Section 2:                                General Description

2.4 Constraints

  • Attacker needs root privileges before installation

In order to install a Loadable kernel module it is necessary for the attacker to already have root privileges. There are user-space rootkits but they don’t have as many options or exert as much control over the OS as an LKM based rootkit.

  • Definite methods of detection

There are a lot of different concrete methods to detect rootkits. It is very possible one of these methods could be overlooked during development and as a result many rootkits don’t fully evade detection. It’s quite difficult to fully hide a rootkit from a person fully aware of how they normally operate. On the other hand,  if an attacker managed to gain root access on a machine they don’t own, it is completely possible the administrator may already be negligent of securing their machine/server.

  • Slight hit on operating system performance

As the rootkit operates deep within the operating system is is quite possible there would be a slight hit on OS performance. I would like to measure this using Systemtap as this could be interesting data. I would also like to see where I can cut down on this.

  • File writing within the kernel

There are many articles describing the dangers of reading/writing to a file within the kernel and how it is against common Policy.

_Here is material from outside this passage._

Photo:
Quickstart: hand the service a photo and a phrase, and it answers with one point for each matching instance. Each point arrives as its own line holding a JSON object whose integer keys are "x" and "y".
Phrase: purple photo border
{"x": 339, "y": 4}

I will have to investigate different methods of possibly getting around this. I would like to see if I can take advantage of already existing kernel logging avenues that I could hide instead of managing this aspect myself.

  • Time

This Project involves a lot of research into new areas and techniques that I am unfamiliar with. As there will be a lot of reading and research involved, I will need to manage my time very carefully. I do hope the rootkit I develop, at the very minimal, will contain a keylogger, a network sniffer and a method of capture exfiltration. If I manage my time appropriately I should be able to complete and look into all areas of my proposed project and not only my minimal requirements.

  • Tools & Languages

The tools I’ll be using throughout development are new to me. I hope to gain good knowledge of how to best wield them. Systemtap seems like a very useful framework for me to learn as I can see how good knowledge of it will greatly improve my ability to diagnose and inspect issues deep within the OS. I am also unfamiliar with regular conventions of the C programming language used in LKMs as I have only had brief encounters with them, I expect this will take a bit of time to adjust to.